While Ethernet is making inroads, InfiniBand's entrenched position and purpose-built design make it a formidable incumbent.
The ultimate outcome will depend on factors such as the rate of Ethernet's performance improvements, the willingness of HPC professionals to adopt new technologies, and the strategic decisions made by major vendors and cloud providers.
But the decision may not be up to the professionals, their are numerous reasons why you would consider Ethernet for a new network build. InfiniBand, despite its many advantages for high-performance applications, faces several significant shortcomings that influence its broader adoption:
High Cost: InfiniBand's network components, like cards and switches, are substantially more expensive than Ethernet equivalents, making it less economically viable for many sectors.
Elevated O&M Expenses: Operating and maintaining an InfiniBand network requires specialised skills due to its unique infrastructure, which can lead to higher operational costs and challenges in finding qualified personnel.
Vendor Lock-in: The use of proprietary protocols in InfiniBand equipment restricts interoperability with other technologies and can lead to dependency on specific vendors.
Long Lead Times: Delays in the availability of InfiniBand components can pose risks to project timelines and scalability.
Slow Upgrade Cycle: Dependence on vendor-specific upgrade cycles can slow down network improvements, affecting overall network performance and adaptability.
While there have been advancements in Ethernet technology and the many 'shortcomings' of Infiniband, there are are a range of technical and practical reasons why InfiniBand remains the preferred choice for high-performance AI workloads.
In the eyes of HPC technicians, Ethernet has not proven its performance credentials yet
While Ethernet has made improvements in terms of bandwidth and switch capacity, it still faces challenges when it comes to supporting the massive scale required by AI workloads.
InfiniBand has a well-established ecosystem in the high-performance computing (HPC) and AI domains. Many AI frameworks, libraries, and tools are optimised for InfiniBand
Transitioning to Ethernet would require significant effort in terms of software adaptation and optimisation. Existing AI pipelines and workflows would need to be modified to work efficiently with Ethernet, which could be a time-consuming and costly process.
InfiniBand provides a lossless fabric with built-in flow control and congestion management mechanisms. It guarantees reliable data delivery and maintains a consistent level of performance, even under heavy load. Despite Ethernet's advancement in this area, the experts are still not convinced.

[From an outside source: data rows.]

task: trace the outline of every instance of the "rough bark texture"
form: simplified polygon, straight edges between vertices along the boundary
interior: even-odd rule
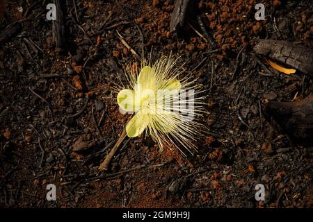
[[[313,77],[313,49],[286,41],[261,40],[255,46],[259,53],[285,63]]]
[[[56,19],[52,21],[52,36],[56,51],[61,51],[65,45],[65,28],[63,10],[64,7],[61,0],[54,0],[56,8]]]
[[[175,31],[178,26],[182,27],[185,23],[186,12],[189,0],[177,0],[172,13],[170,22],[170,31]]]
[[[269,101],[268,108],[287,133],[297,138],[312,138],[313,94],[295,102]]]

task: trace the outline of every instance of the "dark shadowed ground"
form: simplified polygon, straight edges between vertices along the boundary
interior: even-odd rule
[[[312,1],[195,1],[191,25],[174,33],[173,0],[64,1],[60,53],[47,1],[8,1],[0,12],[1,33],[12,33],[0,35],[1,207],[313,206],[312,140],[284,134],[264,103],[303,99],[312,79],[279,73],[252,51],[259,38],[312,47]],[[254,17],[257,3],[264,21]],[[207,89],[200,121],[209,131],[193,158],[141,137],[125,139],[109,172],[98,170],[129,117],[112,82],[126,82],[123,66],[140,65],[117,31],[141,56],[180,56]],[[51,183],[57,201],[46,200]],[[264,201],[255,199],[259,183]]]

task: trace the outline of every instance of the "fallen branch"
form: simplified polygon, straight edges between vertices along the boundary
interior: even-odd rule
[[[254,50],[313,77],[313,49],[286,41],[260,40]]]
[[[297,138],[313,136],[313,94],[295,102],[268,101],[271,117],[286,133]]]

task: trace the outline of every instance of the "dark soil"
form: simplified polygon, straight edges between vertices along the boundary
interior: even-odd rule
[[[173,0],[66,1],[61,53],[47,1],[36,2],[8,1],[0,13],[0,33],[18,24],[0,42],[0,207],[313,206],[313,146],[273,124],[264,103],[303,99],[312,79],[279,73],[252,50],[258,38],[312,47],[312,1],[193,2],[187,19],[203,35],[200,15],[215,46],[188,23],[170,33]],[[257,3],[265,21],[255,19]],[[141,137],[125,139],[109,172],[97,169],[129,117],[112,82],[125,80],[123,66],[136,61],[116,31],[152,60],[180,56],[207,89],[200,121],[209,131],[193,158]],[[51,183],[57,201],[46,200]],[[255,199],[259,183],[265,201]]]

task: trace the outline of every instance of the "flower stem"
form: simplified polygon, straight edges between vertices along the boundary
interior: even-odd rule
[[[107,171],[109,170],[109,165],[110,164],[111,161],[112,160],[113,157],[115,154],[116,151],[118,151],[118,148],[120,147],[120,144],[124,140],[124,139],[126,137],[126,128],[125,128],[123,130],[123,132],[120,136],[120,138],[118,138],[118,141],[116,142],[116,144],[114,145],[114,146],[111,150],[110,153],[108,153],[104,160],[101,164],[100,166],[99,166],[99,169],[100,171]]]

While Ethernet is generally considered more cost-effective than InfiniBand, the cost difference becomes less significant when considering the total cost of ownership (TCO) for AI infrastructures. The higher performance and efficiency of InfiniBand can lead to better resource utilisation and reduced overall costs.
In conclusion, while Ethernet has made significant advancements, InfiniBand remains the preferred choice for AI computing due to its superior performance, scalability, ecosystem compatibility, reliability, and QoS guarantees.

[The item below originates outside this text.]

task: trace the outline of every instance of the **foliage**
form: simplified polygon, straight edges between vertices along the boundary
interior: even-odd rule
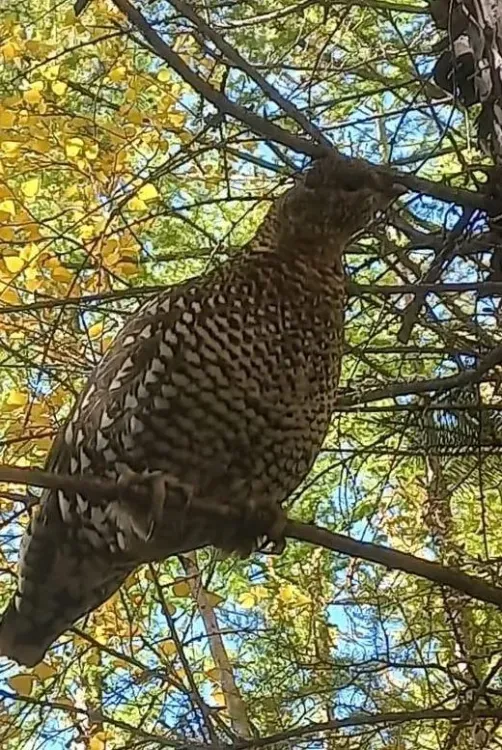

In conclusion, InfiniBand and Ethernet are both powerful networking technologies with their own strengths and weaknesses.
While InfiniBand has been the dominant choice for AI and HPC workloads due to its superior performance and reliability, Ethernet is rapidly closing the gap with recent advancements in speed, features, and scalability.
As the demand for high-performance networking in AI and HPC continues to grow, the competition between these two technologies will likely intensify.
The ultimate winner will depend on a complex interplay of factors, including technological advancements, industry adoption, and strategic decisions by key players.
Regardless of the outcome, one thing is certain: the future of high-performance networking will be shaped by the ongoing battle between InfiniBand and Ethernet, with significant implications for the growth and development of AI and HPC applications in the years to come.